そのせいだろうか、「改憲勢力」が非改選を含め国会発議を可能とする「3分の2」を越えるか、逆に言えば「護憲勢力」が「3分の1」の防衛線を維持できるか、その勝敗ラインがさらにクローズアップされてきたように思う。

参院選の演説に耳を傾ける有権者ら=2022年7月3日、札幌市中央区、
結果次第で改憲の国民投票に進む可能性
むろん、具体的な条項改正など各論で意見に幅のある自民、公明、日本維新の会、国民民主各党を「改憲4党」と一括りにするのは、改憲論議の対決構図を単純化し過ぎるきらいはある。それに、衆参両院で「1強」体制を誇り、自公与党で3分の2を超えた安倍晋三政権でさえも、改憲の国会発議にこぎつけられたわけではなかった。

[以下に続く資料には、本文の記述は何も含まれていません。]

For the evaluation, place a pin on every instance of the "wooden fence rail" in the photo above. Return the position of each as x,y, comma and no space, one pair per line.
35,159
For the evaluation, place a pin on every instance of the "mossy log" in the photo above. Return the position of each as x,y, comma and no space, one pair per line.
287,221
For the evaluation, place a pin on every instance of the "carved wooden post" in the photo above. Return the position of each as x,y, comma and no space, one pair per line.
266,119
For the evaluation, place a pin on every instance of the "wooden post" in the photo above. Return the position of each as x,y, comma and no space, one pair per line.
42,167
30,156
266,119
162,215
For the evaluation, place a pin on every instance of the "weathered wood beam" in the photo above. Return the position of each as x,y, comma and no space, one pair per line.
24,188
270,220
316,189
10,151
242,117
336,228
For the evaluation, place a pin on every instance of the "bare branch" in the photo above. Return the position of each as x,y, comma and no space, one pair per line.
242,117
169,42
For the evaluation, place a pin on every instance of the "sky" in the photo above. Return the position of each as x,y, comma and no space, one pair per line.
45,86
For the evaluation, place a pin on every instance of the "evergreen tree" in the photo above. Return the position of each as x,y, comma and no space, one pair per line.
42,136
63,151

とはいえ、ロシアのウクライナ侵攻が日本の防衛体制の強化論と共に緊急事態条項をはじめとする改憲論議を加速させる情勢はある。参院選の結果次第で「改憲4党」を軸にした詰めの作業が加速され、具体的な条項改正案に基づく多数派が形成されれば、現行憲法下で初の改憲を問う国民投票へと進む可能性はある。

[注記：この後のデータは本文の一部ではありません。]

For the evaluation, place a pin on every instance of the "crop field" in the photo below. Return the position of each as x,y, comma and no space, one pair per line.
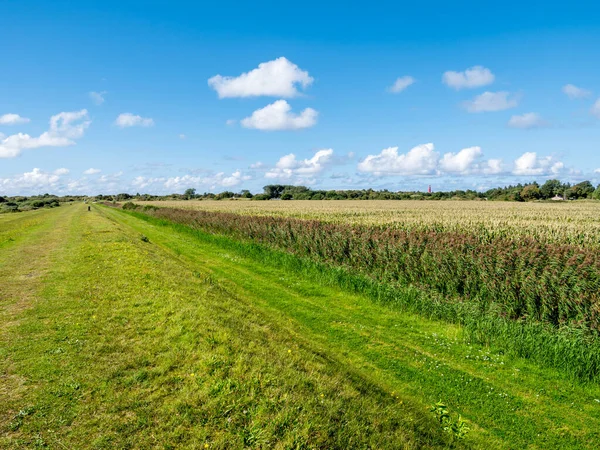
577,222
301,325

だとすれば、つくづく参院選とは怖いものだと思う。実績評価という本来の役割を越え、衆参のねじれを契機にして政権の存亡や国会の多数派体制の興亡を決定づけてきたからだ。
意義深い自民党発足から3回の参院選
筆者は参院選公示前に、この「論座」で平成初期以来30年余りの歴史を振り返る記事「参院選は難しく、しかも重要だ~政治激動の予兆が垣間見えた3ケースに学ぶ」を書いた。だが実は、戦後昭和期の自民党長期政権時代の出発点からして、そうした参院選の決定力は明らかだった。とりわけ、左右社会党が統一され、自由、民主両党の合併により自民党が誕生した1955(昭和30)年から3回の参院選は意義深い。
具体的には、
・自民党の初代総裁となった鳩山一郎首相のもとでの1956(唱和30)年、
・石橋湛山首相を挟んで3代総裁に就いた岸信介首相のもとでの59(昭和34)年、
・岸首相の後を襲った池田勇人首相が審判を受けた62(昭和37)年
の参院選である。米ソ冷戦の激化、経済成長への流れを基調にした時代背景のもと、いずれも憲法改正や成長政策の是非を争点にした「自社対決」により争われた。
今もまた、世界及び日本の国民の生命と財産が脅かされるコロナ禍とウクライナの二大危機を受け、まさに「平和と景気」の回復が問われる時代である。第2次世界大戦の終結から10年余りしか経っていなかった日本で行われた三度の参院選で、有権者がどんな道を選び取ったのかを振り返ってみたい。